Tuesday, April 15, 2008

Girlification and my Housewife Notions

I read an opinion piece this morning by feminist Polly Toynbee (I think it's safe to call her a feminist).  The article focuses on the "girlification" that continues to happen in Western culture, in spite of advances made by the feminist movement.  

It is always interesting for me to read these thoughts from women who were alive and actively involved in the feminist movement's rise in the late 1960's and early 1970's.  So many of them are still passionately focused on the benchmark ideals of the movement: equal wages for working women, gender neutrality in child rearing, shared home labor, etc.  Many, like Toynbee, feel discouraged that more progress has not been made.

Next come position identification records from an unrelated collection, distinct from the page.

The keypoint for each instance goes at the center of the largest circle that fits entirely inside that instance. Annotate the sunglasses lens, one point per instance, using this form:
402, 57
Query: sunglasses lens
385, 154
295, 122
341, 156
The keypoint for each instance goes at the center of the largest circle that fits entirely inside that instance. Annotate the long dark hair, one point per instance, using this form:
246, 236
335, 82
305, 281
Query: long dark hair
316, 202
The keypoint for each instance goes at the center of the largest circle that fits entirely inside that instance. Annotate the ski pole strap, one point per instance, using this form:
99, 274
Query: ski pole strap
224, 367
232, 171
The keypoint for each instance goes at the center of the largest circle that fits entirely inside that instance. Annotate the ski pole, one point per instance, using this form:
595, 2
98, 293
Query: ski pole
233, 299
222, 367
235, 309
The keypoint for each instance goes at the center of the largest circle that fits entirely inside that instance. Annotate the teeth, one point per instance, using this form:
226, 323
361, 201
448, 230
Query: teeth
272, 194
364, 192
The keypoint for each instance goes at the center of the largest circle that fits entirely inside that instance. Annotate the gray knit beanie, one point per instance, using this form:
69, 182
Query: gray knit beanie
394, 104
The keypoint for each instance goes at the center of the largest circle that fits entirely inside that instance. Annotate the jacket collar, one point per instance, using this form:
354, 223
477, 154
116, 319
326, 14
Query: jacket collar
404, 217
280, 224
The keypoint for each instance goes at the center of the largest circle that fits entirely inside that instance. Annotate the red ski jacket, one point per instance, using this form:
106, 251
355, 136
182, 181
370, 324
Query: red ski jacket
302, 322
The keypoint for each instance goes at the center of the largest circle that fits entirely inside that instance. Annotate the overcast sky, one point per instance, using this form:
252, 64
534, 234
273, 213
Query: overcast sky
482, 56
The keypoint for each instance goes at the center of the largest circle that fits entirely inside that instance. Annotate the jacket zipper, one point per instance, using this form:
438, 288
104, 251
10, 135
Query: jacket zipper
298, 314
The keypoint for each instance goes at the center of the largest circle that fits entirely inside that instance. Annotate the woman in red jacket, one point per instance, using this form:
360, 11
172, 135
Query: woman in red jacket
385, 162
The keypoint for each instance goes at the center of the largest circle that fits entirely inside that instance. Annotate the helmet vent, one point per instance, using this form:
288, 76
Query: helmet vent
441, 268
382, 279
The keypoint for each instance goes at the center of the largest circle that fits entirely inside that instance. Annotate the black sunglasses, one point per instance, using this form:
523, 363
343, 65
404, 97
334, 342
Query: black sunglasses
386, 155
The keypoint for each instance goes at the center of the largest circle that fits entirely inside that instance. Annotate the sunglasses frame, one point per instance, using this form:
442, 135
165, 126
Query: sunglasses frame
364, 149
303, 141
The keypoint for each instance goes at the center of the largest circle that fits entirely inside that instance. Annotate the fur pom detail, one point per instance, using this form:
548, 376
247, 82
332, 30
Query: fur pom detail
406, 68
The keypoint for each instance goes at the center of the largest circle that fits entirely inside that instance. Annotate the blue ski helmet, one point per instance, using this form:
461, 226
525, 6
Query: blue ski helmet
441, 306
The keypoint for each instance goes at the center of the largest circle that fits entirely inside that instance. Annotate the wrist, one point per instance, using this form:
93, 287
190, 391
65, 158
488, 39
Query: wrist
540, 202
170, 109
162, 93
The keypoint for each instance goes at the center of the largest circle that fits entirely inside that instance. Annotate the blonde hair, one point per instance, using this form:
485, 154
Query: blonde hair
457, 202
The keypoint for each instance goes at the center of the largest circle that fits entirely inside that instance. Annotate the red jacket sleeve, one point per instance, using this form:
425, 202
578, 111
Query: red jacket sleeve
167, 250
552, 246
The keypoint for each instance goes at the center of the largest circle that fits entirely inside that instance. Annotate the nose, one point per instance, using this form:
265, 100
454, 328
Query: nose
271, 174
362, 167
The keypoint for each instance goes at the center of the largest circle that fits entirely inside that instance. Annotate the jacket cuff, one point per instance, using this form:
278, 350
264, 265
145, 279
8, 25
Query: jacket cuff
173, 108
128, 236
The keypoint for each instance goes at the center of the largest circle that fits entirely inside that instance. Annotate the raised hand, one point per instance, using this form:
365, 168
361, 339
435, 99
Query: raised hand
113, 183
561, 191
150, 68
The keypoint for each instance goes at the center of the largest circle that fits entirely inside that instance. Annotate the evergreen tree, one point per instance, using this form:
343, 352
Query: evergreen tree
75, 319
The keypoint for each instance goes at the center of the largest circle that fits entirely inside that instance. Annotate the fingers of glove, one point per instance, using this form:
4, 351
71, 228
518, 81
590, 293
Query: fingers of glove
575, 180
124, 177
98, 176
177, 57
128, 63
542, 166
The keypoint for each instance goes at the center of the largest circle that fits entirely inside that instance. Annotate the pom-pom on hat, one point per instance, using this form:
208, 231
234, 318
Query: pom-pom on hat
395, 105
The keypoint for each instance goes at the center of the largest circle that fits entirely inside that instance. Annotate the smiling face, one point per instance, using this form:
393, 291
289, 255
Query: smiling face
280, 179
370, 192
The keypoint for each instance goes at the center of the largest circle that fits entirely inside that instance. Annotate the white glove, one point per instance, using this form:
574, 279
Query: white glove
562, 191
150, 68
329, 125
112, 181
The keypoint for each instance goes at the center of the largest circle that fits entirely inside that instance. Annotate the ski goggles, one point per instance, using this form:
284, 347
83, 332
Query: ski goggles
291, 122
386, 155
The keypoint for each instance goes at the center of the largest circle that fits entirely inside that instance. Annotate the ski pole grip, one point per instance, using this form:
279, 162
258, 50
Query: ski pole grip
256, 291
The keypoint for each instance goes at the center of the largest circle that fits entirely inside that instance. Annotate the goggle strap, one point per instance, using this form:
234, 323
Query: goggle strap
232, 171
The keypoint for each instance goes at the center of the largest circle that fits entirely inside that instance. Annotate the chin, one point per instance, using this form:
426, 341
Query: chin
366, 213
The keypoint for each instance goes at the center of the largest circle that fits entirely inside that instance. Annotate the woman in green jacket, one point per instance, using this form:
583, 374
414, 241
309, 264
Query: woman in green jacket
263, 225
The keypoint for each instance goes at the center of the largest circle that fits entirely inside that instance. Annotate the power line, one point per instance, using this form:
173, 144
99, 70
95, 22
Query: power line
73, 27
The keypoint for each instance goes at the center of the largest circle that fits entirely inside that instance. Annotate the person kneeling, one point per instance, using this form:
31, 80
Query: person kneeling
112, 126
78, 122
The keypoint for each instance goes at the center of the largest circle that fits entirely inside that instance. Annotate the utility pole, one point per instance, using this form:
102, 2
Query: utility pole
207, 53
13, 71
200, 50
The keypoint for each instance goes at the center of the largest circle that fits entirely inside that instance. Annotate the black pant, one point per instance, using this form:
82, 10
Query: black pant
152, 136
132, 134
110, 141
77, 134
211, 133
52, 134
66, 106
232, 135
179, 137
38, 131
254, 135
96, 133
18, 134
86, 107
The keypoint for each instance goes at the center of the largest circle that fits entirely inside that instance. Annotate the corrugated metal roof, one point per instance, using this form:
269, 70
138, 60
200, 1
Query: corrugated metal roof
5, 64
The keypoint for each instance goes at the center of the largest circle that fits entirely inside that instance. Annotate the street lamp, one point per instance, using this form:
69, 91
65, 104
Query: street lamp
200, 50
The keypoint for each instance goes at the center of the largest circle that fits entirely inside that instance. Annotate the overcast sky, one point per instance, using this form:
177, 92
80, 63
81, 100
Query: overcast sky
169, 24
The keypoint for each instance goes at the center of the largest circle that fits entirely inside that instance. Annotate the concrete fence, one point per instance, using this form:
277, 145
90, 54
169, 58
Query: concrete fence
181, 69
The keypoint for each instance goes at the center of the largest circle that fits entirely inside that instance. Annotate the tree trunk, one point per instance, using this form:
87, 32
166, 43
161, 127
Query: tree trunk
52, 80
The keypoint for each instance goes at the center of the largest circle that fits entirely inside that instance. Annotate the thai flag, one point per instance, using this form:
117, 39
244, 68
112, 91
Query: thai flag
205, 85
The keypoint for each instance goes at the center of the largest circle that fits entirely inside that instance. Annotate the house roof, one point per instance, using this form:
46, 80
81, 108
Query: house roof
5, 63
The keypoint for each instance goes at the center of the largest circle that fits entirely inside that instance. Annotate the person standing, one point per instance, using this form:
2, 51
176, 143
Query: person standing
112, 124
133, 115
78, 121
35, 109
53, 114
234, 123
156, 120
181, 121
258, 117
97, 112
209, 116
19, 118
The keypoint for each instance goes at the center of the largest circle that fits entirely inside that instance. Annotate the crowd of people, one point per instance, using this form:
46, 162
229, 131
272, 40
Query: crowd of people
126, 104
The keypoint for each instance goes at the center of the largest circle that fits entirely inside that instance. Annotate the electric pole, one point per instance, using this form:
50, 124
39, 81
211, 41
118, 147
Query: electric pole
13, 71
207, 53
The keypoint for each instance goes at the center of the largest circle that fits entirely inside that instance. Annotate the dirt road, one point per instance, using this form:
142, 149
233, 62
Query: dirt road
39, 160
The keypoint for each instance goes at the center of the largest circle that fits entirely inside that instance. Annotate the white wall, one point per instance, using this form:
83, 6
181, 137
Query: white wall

I find myself filled with mixed feelings when I read their views, for many of the same reasons that I am currently wrestling with my occupation (see previous post).  I was born in the '80's, a full decade after the movement began, and am therefore way too young to have that nostalgic collective memory of revolution that still fuels them.  I've certainly inherited a righteous indignation for underpaid women, and I've even experienced some gender discrimination myself.  I can remember balking when a woman I once knew made the statement that "all mothers should stay home with their children," and getting fairly irked at a political seminar when the speaker focused only on what young men can do to prepare for office (hello!  did he see the women sitting in front of him?!).

On the other hand, I find myself gravitating toward the role of the domestic housewife--a role solidly rejected by feminists--and even see potential for it to contribute to the greater good.  I suppose this is why I noticed Toynbee's article in the first place.

I don't want to be guilty of only looking at the world through the eyes of feminist vs. traditionalist.  That is a tired argument and one I'm not sure I want to jump into (although perhaps I already have in spite of myself).   But I suppose I am guilty of looking at the world through the eyes of a woman.  It is potentially a narrow view, but we all have to pick some kind of lens to see things through.  

Anyway, more fodder on housewives to come!